Comparison of acalabrutinib plus obinutuzumab, ibrutinib plus obinutuzumab and venetoclax plus obinutuzumab for untreated CLL: a network meta-analysis

Abstract
The optimal chemotherapy-free regimens for treatment-naive CLL still remains undefined. We searched relevant published reports. Three trials with 1017 subjects were identified. In the network meta-analysis, acalabrutinib plus obinutuzumab (Aca + Obi) improved PFS than ibrutinib plus obinutuzumab (Ibu + Obi) (HR:0.43,p = .02) and venetoclax plus obinutuzumab (Ven + Obi) (HR:0.30,p < .001) as IRC assessment. Sensitivity analysis of investigator assessment also showed improved PFS with Aca + Obi than Ibu + Obi (HR:0.46,p = .04) and Ven + Obi (HR:0.34,p = .002).

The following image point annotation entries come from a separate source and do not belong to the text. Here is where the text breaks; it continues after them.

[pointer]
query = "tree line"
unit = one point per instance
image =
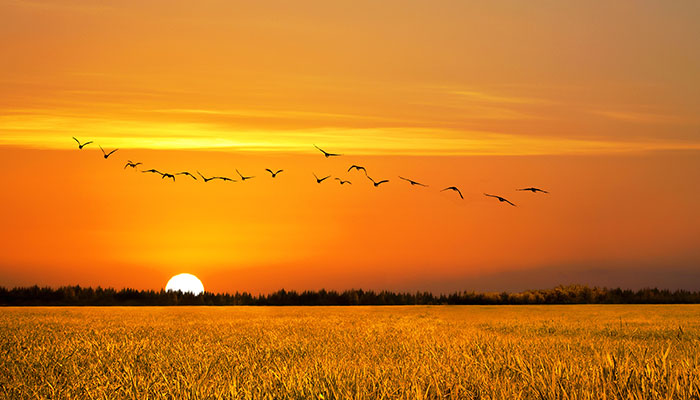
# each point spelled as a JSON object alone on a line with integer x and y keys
{"x": 571, "y": 294}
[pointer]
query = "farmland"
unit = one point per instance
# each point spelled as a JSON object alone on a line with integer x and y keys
{"x": 411, "y": 352}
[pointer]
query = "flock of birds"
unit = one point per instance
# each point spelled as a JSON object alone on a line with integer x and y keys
{"x": 273, "y": 174}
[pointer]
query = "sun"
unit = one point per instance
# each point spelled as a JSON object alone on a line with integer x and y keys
{"x": 185, "y": 283}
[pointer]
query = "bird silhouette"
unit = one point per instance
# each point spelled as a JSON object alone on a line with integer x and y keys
{"x": 167, "y": 175}
{"x": 131, "y": 164}
{"x": 80, "y": 146}
{"x": 501, "y": 199}
{"x": 413, "y": 183}
{"x": 357, "y": 167}
{"x": 327, "y": 154}
{"x": 274, "y": 174}
{"x": 244, "y": 178}
{"x": 455, "y": 189}
{"x": 205, "y": 179}
{"x": 106, "y": 155}
{"x": 376, "y": 184}
{"x": 186, "y": 173}
{"x": 319, "y": 180}
{"x": 533, "y": 190}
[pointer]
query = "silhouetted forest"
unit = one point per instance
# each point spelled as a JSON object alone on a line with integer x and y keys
{"x": 573, "y": 294}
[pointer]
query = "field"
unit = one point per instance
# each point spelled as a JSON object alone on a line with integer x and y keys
{"x": 450, "y": 352}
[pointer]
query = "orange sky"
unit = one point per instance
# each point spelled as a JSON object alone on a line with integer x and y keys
{"x": 596, "y": 102}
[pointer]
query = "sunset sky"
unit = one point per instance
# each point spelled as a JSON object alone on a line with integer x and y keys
{"x": 596, "y": 101}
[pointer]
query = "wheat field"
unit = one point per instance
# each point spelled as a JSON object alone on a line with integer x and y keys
{"x": 411, "y": 352}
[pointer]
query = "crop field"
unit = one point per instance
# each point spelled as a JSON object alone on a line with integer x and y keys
{"x": 412, "y": 352}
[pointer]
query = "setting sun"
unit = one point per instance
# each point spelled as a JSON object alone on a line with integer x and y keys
{"x": 185, "y": 283}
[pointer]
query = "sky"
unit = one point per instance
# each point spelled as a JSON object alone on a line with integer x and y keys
{"x": 596, "y": 102}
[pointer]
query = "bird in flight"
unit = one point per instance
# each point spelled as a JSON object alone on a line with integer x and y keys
{"x": 244, "y": 178}
{"x": 274, "y": 174}
{"x": 533, "y": 190}
{"x": 327, "y": 154}
{"x": 167, "y": 175}
{"x": 413, "y": 183}
{"x": 455, "y": 189}
{"x": 319, "y": 180}
{"x": 377, "y": 183}
{"x": 357, "y": 167}
{"x": 186, "y": 173}
{"x": 80, "y": 146}
{"x": 204, "y": 178}
{"x": 106, "y": 155}
{"x": 131, "y": 164}
{"x": 501, "y": 199}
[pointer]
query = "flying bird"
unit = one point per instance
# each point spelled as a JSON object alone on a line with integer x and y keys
{"x": 377, "y": 183}
{"x": 131, "y": 164}
{"x": 186, "y": 173}
{"x": 106, "y": 155}
{"x": 204, "y": 178}
{"x": 319, "y": 180}
{"x": 327, "y": 154}
{"x": 413, "y": 183}
{"x": 501, "y": 199}
{"x": 357, "y": 167}
{"x": 533, "y": 190}
{"x": 455, "y": 189}
{"x": 167, "y": 175}
{"x": 274, "y": 174}
{"x": 244, "y": 178}
{"x": 80, "y": 146}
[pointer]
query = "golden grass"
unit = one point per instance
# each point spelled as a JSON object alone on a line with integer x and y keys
{"x": 422, "y": 352}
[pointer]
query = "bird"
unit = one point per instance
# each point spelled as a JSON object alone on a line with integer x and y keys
{"x": 501, "y": 199}
{"x": 327, "y": 154}
{"x": 274, "y": 174}
{"x": 106, "y": 155}
{"x": 131, "y": 164}
{"x": 455, "y": 189}
{"x": 80, "y": 146}
{"x": 186, "y": 173}
{"x": 204, "y": 178}
{"x": 533, "y": 190}
{"x": 377, "y": 183}
{"x": 412, "y": 182}
{"x": 357, "y": 167}
{"x": 319, "y": 180}
{"x": 244, "y": 178}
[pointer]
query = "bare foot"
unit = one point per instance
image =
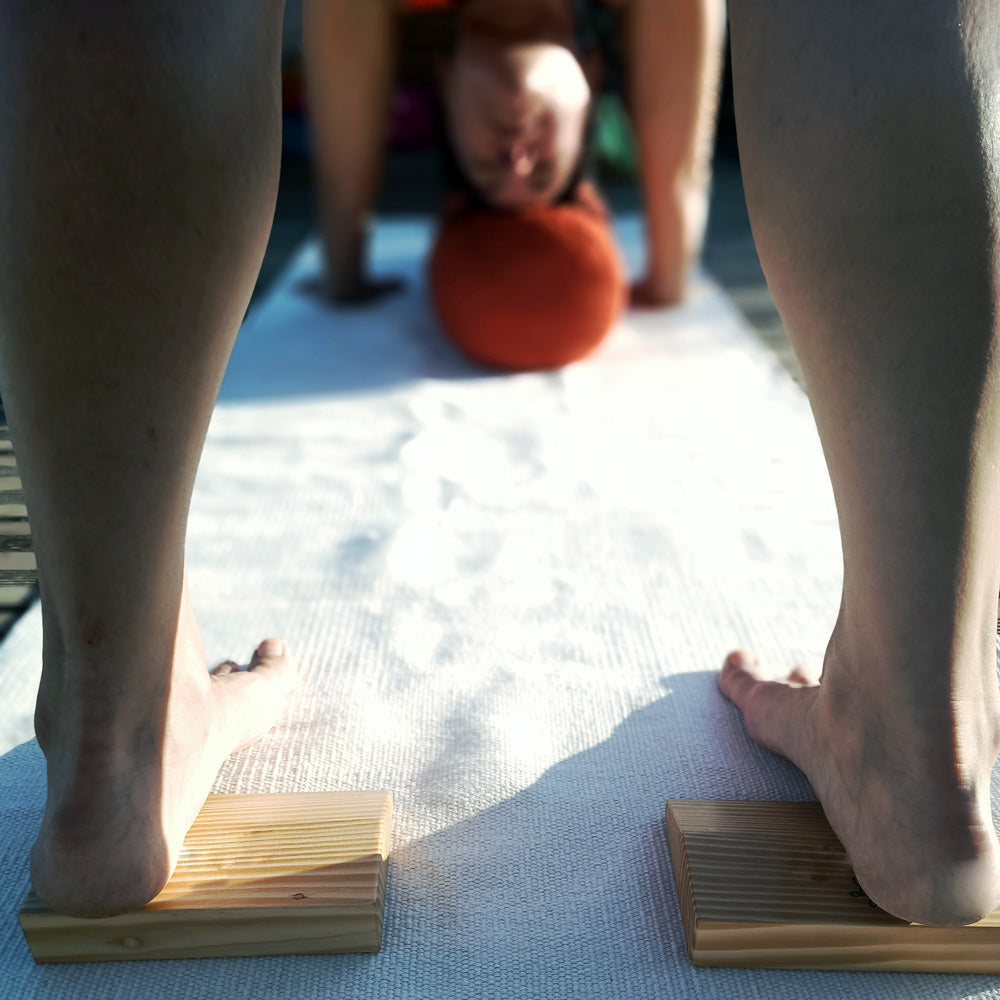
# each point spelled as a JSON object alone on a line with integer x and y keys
{"x": 129, "y": 768}
{"x": 910, "y": 801}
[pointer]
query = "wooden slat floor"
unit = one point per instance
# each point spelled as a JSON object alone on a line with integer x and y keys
{"x": 18, "y": 579}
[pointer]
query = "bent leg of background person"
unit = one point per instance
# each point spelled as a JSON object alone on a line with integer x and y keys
{"x": 138, "y": 168}
{"x": 869, "y": 155}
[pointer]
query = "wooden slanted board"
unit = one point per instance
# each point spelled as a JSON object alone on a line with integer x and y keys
{"x": 274, "y": 874}
{"x": 768, "y": 885}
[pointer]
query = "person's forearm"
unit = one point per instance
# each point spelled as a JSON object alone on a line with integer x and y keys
{"x": 675, "y": 59}
{"x": 349, "y": 54}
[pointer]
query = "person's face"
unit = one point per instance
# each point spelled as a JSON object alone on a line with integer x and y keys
{"x": 516, "y": 115}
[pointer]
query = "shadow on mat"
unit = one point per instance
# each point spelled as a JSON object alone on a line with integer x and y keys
{"x": 563, "y": 890}
{"x": 296, "y": 344}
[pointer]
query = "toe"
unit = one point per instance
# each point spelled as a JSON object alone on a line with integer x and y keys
{"x": 774, "y": 712}
{"x": 269, "y": 651}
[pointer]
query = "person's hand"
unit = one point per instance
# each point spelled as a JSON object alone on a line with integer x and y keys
{"x": 656, "y": 292}
{"x": 362, "y": 291}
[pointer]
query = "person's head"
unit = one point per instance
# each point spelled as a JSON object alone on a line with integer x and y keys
{"x": 516, "y": 115}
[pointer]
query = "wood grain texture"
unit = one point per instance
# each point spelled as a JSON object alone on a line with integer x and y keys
{"x": 281, "y": 874}
{"x": 768, "y": 885}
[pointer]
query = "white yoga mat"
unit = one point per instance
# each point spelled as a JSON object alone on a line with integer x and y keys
{"x": 511, "y": 595}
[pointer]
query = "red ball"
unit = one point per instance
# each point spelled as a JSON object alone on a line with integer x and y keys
{"x": 526, "y": 290}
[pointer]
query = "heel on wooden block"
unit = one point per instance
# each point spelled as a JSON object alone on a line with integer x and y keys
{"x": 768, "y": 885}
{"x": 283, "y": 874}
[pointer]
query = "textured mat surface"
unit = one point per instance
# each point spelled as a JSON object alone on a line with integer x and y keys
{"x": 510, "y": 595}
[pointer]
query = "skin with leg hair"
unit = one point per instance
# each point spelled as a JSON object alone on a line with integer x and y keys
{"x": 867, "y": 142}
{"x": 137, "y": 182}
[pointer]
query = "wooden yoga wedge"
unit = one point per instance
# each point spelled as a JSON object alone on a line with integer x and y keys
{"x": 768, "y": 885}
{"x": 278, "y": 874}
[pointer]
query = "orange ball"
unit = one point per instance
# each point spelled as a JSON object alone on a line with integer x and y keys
{"x": 526, "y": 290}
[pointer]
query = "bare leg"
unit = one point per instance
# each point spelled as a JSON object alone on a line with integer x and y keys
{"x": 869, "y": 156}
{"x": 138, "y": 167}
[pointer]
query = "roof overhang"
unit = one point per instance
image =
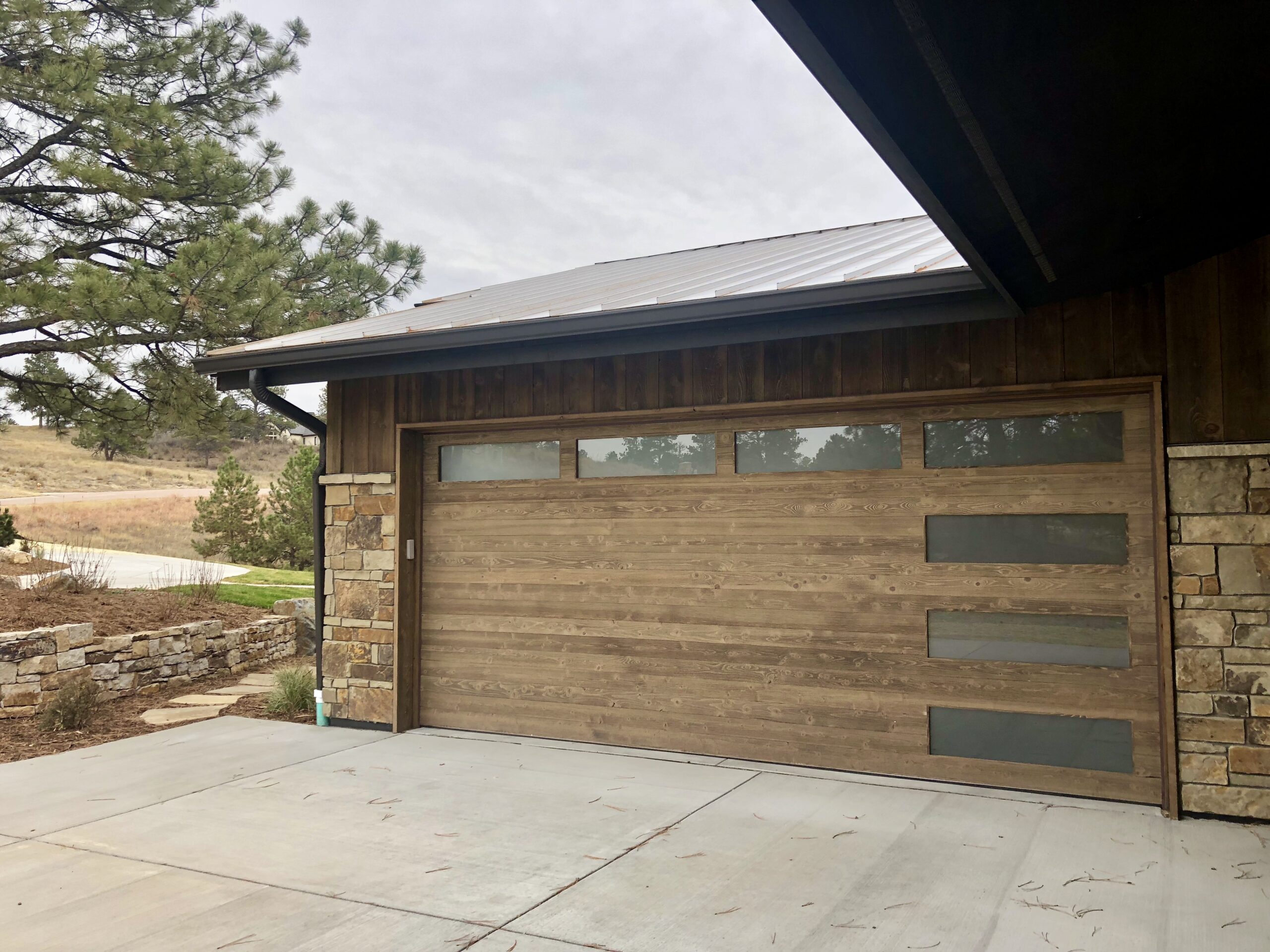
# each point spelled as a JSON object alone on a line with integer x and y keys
{"x": 931, "y": 298}
{"x": 1064, "y": 148}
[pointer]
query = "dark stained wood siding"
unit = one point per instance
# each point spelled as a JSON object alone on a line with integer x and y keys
{"x": 1206, "y": 329}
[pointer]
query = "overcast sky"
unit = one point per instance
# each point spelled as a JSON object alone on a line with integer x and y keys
{"x": 517, "y": 137}
{"x": 520, "y": 137}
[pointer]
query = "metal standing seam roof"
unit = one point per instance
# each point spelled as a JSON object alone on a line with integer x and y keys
{"x": 896, "y": 248}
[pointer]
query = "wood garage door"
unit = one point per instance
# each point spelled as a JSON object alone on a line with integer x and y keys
{"x": 976, "y": 602}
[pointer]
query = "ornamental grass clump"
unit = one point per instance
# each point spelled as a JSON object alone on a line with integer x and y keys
{"x": 294, "y": 692}
{"x": 74, "y": 706}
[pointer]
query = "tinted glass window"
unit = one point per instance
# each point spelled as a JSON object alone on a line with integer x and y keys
{"x": 1055, "y": 740}
{"x": 820, "y": 448}
{"x": 472, "y": 463}
{"x": 1034, "y": 540}
{"x": 686, "y": 454}
{"x": 1040, "y": 639}
{"x": 1026, "y": 441}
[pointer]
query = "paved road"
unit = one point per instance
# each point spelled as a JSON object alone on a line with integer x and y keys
{"x": 132, "y": 570}
{"x": 108, "y": 495}
{"x": 203, "y": 837}
{"x": 112, "y": 495}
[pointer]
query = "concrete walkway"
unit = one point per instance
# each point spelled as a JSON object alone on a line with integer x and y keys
{"x": 134, "y": 570}
{"x": 273, "y": 835}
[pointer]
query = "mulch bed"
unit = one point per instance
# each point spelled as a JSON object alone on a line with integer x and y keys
{"x": 115, "y": 611}
{"x": 23, "y": 738}
{"x": 36, "y": 567}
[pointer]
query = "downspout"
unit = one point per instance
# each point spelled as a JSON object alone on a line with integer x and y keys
{"x": 255, "y": 381}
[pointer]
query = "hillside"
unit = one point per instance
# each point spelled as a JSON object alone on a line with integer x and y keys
{"x": 33, "y": 461}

Among these first-line treatments (Aca + Obi, Ibu + Obi, Ven + Obi and chlorambucil plus obinutuzumab (Chl + Obi)), Aca + Obi regimen had the highest probability of 99.1% (IRC assessment) or 98.0% (investigator assessment) to reach the longest PFS. The survival advantage with Aca + Obi was not statistically significant, compared to Ibu + Obi (HR:0.51,p = .21) and Ven + Obi (HR:0.38,p = .07). No significant difference was found in AEs analysis. Our data indicated that Aca + Obi seemed to prolong the PFS than Ibu + Obi and Ven + Obi. Considering our limits, prospective clinical trials directly comparing these regimens are warranted.
Funding Information
  • Science and Technology Development Program of Weifang (No. 2018YX049, No. 2018YX004)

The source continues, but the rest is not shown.